The lollipop charts (plot1 to plot3) were created in the global.R. We talked about how to create those lollipops here.
plot1 <-
ggplot(tb[[1]], aes(`#`, reorder(tb[[1]][,1], -`#`), label = `#`)) +
geom_segment(aes(x = 0, y = reorder(tb[[1]][,1], -`#`), xend = `#`, yend = reorder(tb[[1]][,1], -`#`)),
size = 0.5, color = "grey50") +
geom_point(size = 10) +
geom_text(color = "white", size = 4) +
coord_flip() +
theme(axis.text.x = element_text(size = 14, angle = 90, hjust = 1),
axis.text.y = element_text(size = 14),
axis.title.y = element_blank(),
axis.title.x = element_blank(),
axis.ticks.x = element_line(size = 0),
plot.margin = unit(c(1,2,2,3), "cm"))A plot is not the only element that we can rely on in visualization. Texts, especially large texts, can be useful when there are not too much information to display but when there is an important message to convey.
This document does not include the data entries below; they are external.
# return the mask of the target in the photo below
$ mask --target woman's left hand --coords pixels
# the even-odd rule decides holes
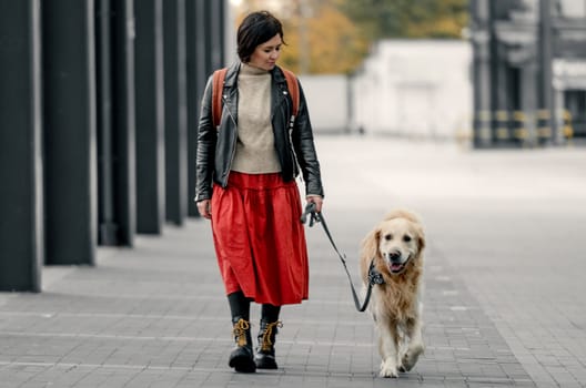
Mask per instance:
[[[315,213],[322,212],[323,198],[320,195],[307,195],[305,201],[307,201],[307,203],[315,204]]]

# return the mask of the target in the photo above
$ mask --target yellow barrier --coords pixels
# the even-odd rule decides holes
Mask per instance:
[[[567,142],[570,142],[574,136],[572,114],[568,110],[562,110],[559,111],[559,116],[562,118],[562,134]],[[544,109],[537,110],[533,114],[527,114],[524,111],[477,111],[474,116],[474,120],[482,124],[484,136],[486,136],[484,133],[486,132],[486,126],[489,126],[494,130],[495,140],[516,140],[521,142],[529,140],[529,130],[527,129],[529,121],[535,124],[537,141],[554,137],[555,133],[549,123],[552,119],[549,110]],[[476,133],[475,136],[479,136],[479,133]]]

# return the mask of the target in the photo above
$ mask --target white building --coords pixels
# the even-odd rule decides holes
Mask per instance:
[[[464,40],[384,40],[353,79],[353,129],[415,139],[468,134],[472,48]]]

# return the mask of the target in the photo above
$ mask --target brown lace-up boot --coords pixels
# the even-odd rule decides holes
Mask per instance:
[[[277,328],[283,327],[281,320],[267,323],[261,319],[261,330],[259,331],[259,347],[254,361],[259,369],[276,369],[274,343]]]
[[[241,317],[232,319],[234,324],[234,340],[236,348],[230,354],[228,365],[236,371],[251,374],[256,371],[254,354],[252,351],[252,339],[250,334],[250,323]]]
For instance, we chose to highlight the number of survey participants, number of the particpants’ countries/regions, and number of the participants’ majors using the h1() HTML tag function. This helps the numbers stand out and also tells the audience that those numbers matter. The large texts aim to catch the readers’ attention.
fluidRow(
column(3, offset = 2, br(), br(),
h1("320", align = "center", style = "font-size: 350%; letter-spacing: 3px;"),
h3("Student Participants", align = "center", style = "opacity: 0.75;"), br(),
div(actionButton(inputId = "more1", "More Stats"), style = "margin:auto; width:30%;")),
column(6, plotOutput(outputId = "g1", height = "400px")),
column(1)
)The data we used for summary tables were stored in the list tb, which we created previously. This is a list of three matrices of summarizing participant stats by subgroups (status/country/major).
## [[1]]
## Student Status #
## 1 Freshman 131
## 2 Sophomore 80
## 4 Senior 71
## 3 Junior 19
## 5 Other Programs 19
##
## [[2]]
## Country / Region #
## 1 China 178
## 3 Other 71
## 2 U.S. 69
## 4 Undefined 2
##
## [[3]]
## Major #
## 1 Business, Finance & Economics 118
## 8 Undefined 57
## 2 Humanities & Social Sciences 32
## 6 CS & Engineering 27
## 3 Data Science & Interactive Media Business 24
## 5 Science 21
## 7 Mathematics 21
## 4 Interactive Media Arts 20Using a list to store data subsets helps with automating the whole process because we won’t need to create many single data objects for each request, but just subset the list for the parts we need.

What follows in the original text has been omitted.